It was a battlefield, or had been during its last use. Shadows guarded the far corners and the lanterns hung over from a distant ceiling, dimming the whole place like a powerless cargo-hold. Soon enough and she forced herself to stop the breathing again. The only thing living in here was a hive of flies. There were toll booths and ticket cubicles all around, and they were littered with corpses. The stench was suffocating. Their voices tingled softly inside her head. Their souls had been trapped here since the final battle.
"Hello," said one of them sharply amongst the whispers. CJ had to check her ears. "No, you heard me right." It sounded English, with a proper Londoner twang to it. "I suppose you're the one who's been causing the League all sorts of trouble up there?"
"You're mistaken," CJ said miserably. "The League ditched me in the city to fend for myself. I haven't had time to start the retaliation effort yet..."
"Ah," said the man's voice, "I'm still getting used to telepathy. I guess what I've seen hasn't happened yet then." For some reason CJ took that as a personal insult.
"You guys shouldn't have telepathy" she said. "You'll just end up abusing it."
"The League seem to think differently, my lovely."
"The League are coming down," she said. "All of them."
"Ha," the man continued. "I take it you're on your way to the Vertigo Core then, eh?"
CJ got up and explored the chamber. It was some kind of welcome centre. All sorts of signs hung overhead, most of which were in pieces from the battle. "Who are you?"
"A survivor, like you. I've been down here for a long time, kid."
"You don't sound like a typical survivor," CJ observed as she stepped over a series of mutilated bodies, one of which caught her eye. It was the same as the drawing Laski had depicted for her. She knelt down for a closer look.
"You've seen one of those before haven't you?" said the voice.
She turned over the remains. "It's from the future."
"The design is, but the victim they shoved into the exoskeleton was from this era, some poor son of a bitch from Belgium. It's a gift that the Countess brought back from the future."
"Last time I encountered one it was trapped in the middle of deep space," CJ reflected, "on a ship."
"A spaceship?"
"Yes."
And then she stood up again. "So who are you?"
"My name's Finchy."
"Ah," she smiled as she slid through a burnt-out booth and headed towards the nearest door, "they think you're dead y'know."
"I was hoping to keep it that way."
CJ shrugged. "So what did you do? Abuse your power?"
"Such is a requirement to join the League of Iron," Finchy's voice echoed inside her head. "No, no. My actions were much more severe. I tried to start a revolt against the Countess. The others didn't take kindly to that. This was my part of Doggerland before they combined their armies and stormed it. What you see is what they left behind."
"Sad," said CJ desolately as she ran her eyes over the wreckage again. "I've got no time to help you get your revenge. You were exiled for a reason. Now tell me how to get to the Core!"
She sensed a change in his voice. The tone became lighter, more hopeful. "Well maybe we can help each other out a bit." CJ rolled her eyes.

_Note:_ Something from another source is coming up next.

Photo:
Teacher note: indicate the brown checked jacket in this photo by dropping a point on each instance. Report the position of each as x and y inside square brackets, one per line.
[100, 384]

"Oh come on!" Finchy argued. "You're planning to bring down the League anyway. You'll need my help. I know all of their dirty secrets. At the moment they're vulnerable ..."
"Where are you?"
"In the Wharfs," he said. "There's a few of us left, perched off the radar. I managed to tap into their communications from upstairs. I've been spying on their movements for some time now. You know it's a good thing you decided to make a move when you did. It's a nightmare up there. Professor Valculga has just made a violent takeover of Celestial Heights and has declared a public cleansing of all of Koch's followers right across the city. Its mass panic on a scale Doggerland has never seen. Were you up in the Blue Lagoon by any chance?"
"Yeah," she said suddenly, "why? Are the survivors still there? What's happened?"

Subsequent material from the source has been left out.